The Red Sox freed up $7.67 million by trading Marco Scutaro to the Colorado Rockies over the weekend. We don't know exactly how much they still had left in the budget prior to the trade, but considering they are still supposedly in talks with free agent Roy Oswalt after signing Cody Ross for $3 million, it's safe to say the answer is "more than zero."
The most oft-discussed starting pitchers the Red Sox could acquire are Oswalt and the White Sox's Gavin Floyd. Both pitchers have pros and cons surrounding them, so which of the two should we be rooting for the Red Sox to acquire?
Oswalt is the better pitcher -- of this, there is no question. Oswalt also owns a more pressing injury history, though. While short, it involves his back, which acted up last season and limited him to 139 innings and a good, but not quite Oswaltian performance.
That back is why Oswalt, a pitcher with loads of talent who was part of Philadelphia's four-headed ace monster last spring, remains available. The Rangers were interested, but acquired Yu Darvish instead. The Yankees were intrigued, but traded for Michael Pineda and signed Hiroki Kuroda. This isn't to say Oswalt is absolutely damaged goods, it's just that not every team felt comfortable taking on the risk. (Although, we don't know this for sure in the case of the Rangers -- they might have signed Oswalt had a deal with Darvish not occurred.)
Worries over Oswalt's back might have been overblown, too, as what was expected to be potentially career-threatening didn't keep Oswalt from coming back to pitch even better than he had prior to his DL stint (3.4 K/BB ratio, 3.59 ERA, 6.8 strikeouts per nine, 0.5 homers per nine). There is a significant chance whoever ends up with Oswalt for roughly $8 million on a one-year deal is going to own one of next year's most sought-after free agents.

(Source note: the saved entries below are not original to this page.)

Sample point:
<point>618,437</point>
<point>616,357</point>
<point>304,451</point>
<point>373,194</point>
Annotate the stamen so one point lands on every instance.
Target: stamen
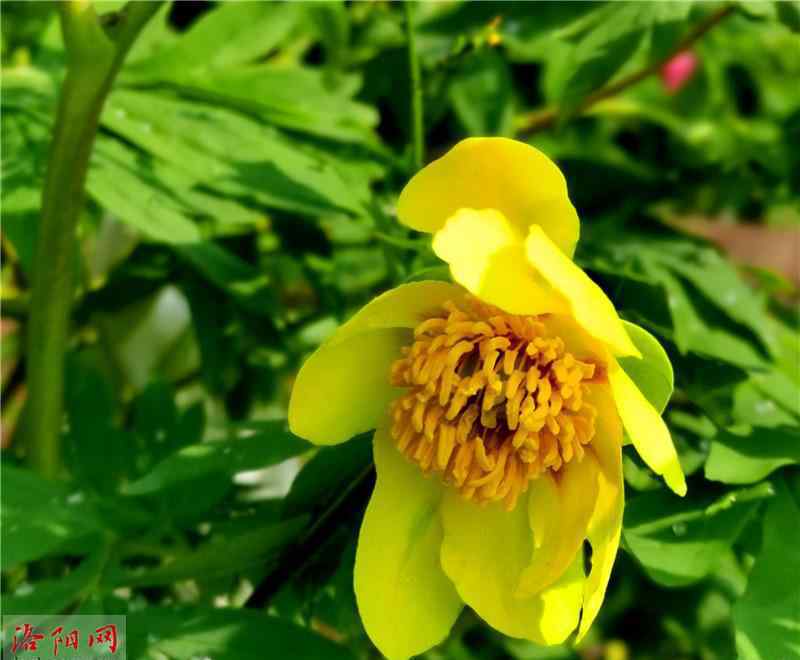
<point>492,401</point>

Oswalt also just costs money: a trade for anyone even close to Oswalt's caliber is going to involve prospects, in addition to dollars. The Red Sox have also established enough depth where, if Oswalt needs to skip a few starts during the year for the sake of his back, they can get by just fine -- Andrew Miller is much further from the majors in 2012 than in 2011 thanks to Alfredo Aceves, Vicente Padilla, Aaron Cook, and potentially others.

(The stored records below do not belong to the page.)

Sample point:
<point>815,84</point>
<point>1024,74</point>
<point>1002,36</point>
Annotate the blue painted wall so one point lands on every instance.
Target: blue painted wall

As for Floyd, he's not as good as Oswalt in terms of performance, but you don't have to worry about the back flaring up and ruining his season. As stated last week when the Red Sox looked into Floyd to begin with, he has averaged 31 starts a year over the last four years, and his FIP have been generally consistent with those of an above-average hurler.
What will it cost to get him, though? Felix Doubront was mentioned as a part of a deal due to being a superfluous -- but useful -- piece who is out of options. It's likely, as Ben Buchanan mentioned on Twitter and as has been mentioned on the podcast, that players like Brandon Jacobs would be on the way to Chicago should Floyd come to Boston. That likely wouldn't be enough in a winter where Gio Gonzalez commanded multiple top-100 prospects.

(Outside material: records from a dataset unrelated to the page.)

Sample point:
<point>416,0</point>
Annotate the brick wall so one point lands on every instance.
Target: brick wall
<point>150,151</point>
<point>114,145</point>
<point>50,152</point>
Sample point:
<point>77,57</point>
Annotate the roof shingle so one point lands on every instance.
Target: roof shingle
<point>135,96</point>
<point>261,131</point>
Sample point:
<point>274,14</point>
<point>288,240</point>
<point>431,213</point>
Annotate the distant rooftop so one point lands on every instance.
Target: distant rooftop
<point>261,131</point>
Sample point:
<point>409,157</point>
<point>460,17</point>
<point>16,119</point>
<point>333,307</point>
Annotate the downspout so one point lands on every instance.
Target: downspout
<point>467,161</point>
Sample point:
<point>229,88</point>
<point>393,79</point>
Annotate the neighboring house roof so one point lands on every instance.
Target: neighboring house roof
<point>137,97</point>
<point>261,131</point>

However, thanks to the new collective bargaining agreement and Floyd's ability, the Red Sox can replenish their system with two prospects when he becomes a free agent. All it would take is a qualifying offer, one that, given Floyd's sustained successes in the bigs, would be matched by a team on a longer-term deal. The Red Sox would get two compensation picks for extending the qualifying offer, after having either one or two years of Floyd under their control (Floyd has a $9.5 million option for 2013).
Floyd would also represent a much lower salary for luxury tax purposes than Oswalt, as his four-year, $15.5 million of guaranteed money means he accounts for just $3.875 million against the luxury tax, rather than the full $7 million he is owed. That basically means it comes down to the cost in prospects -- if it's more than the Sox feel they can recoup through compensation, maybe Oswalt is the better look here.
There are two legitimate and disparate paths here for Boston to take. Neither is the wrong answer, but it's likely the team wants to make sure they make the move that is the most right for both now and later. If it turns out that the rotation is already fine, and that the leftover Scutaro money is best held on to until, say, mid-season, when Boston knows precisely what they need to upgrade, then the answer they found was, "none of the above."
That's a tougher option to swallow as a fan, but has its own merits, as it gives them the cushion under the luxury tax they are hoping for, in order to significantly reduce future penalties for future spending over the soft limit imposed by MLB.
That doesn't mean it's my preference -- my preference is for Oswalt or Floyd. I would understand, but not necessarily like, the more wait-and-see approach, as an Oswalt or Floyd on the Opening Day roster means one fewer hole the Red Sox might have to later fill, and more cushion against the injuries and unexpected, disappointing performances that occur during the season for every team.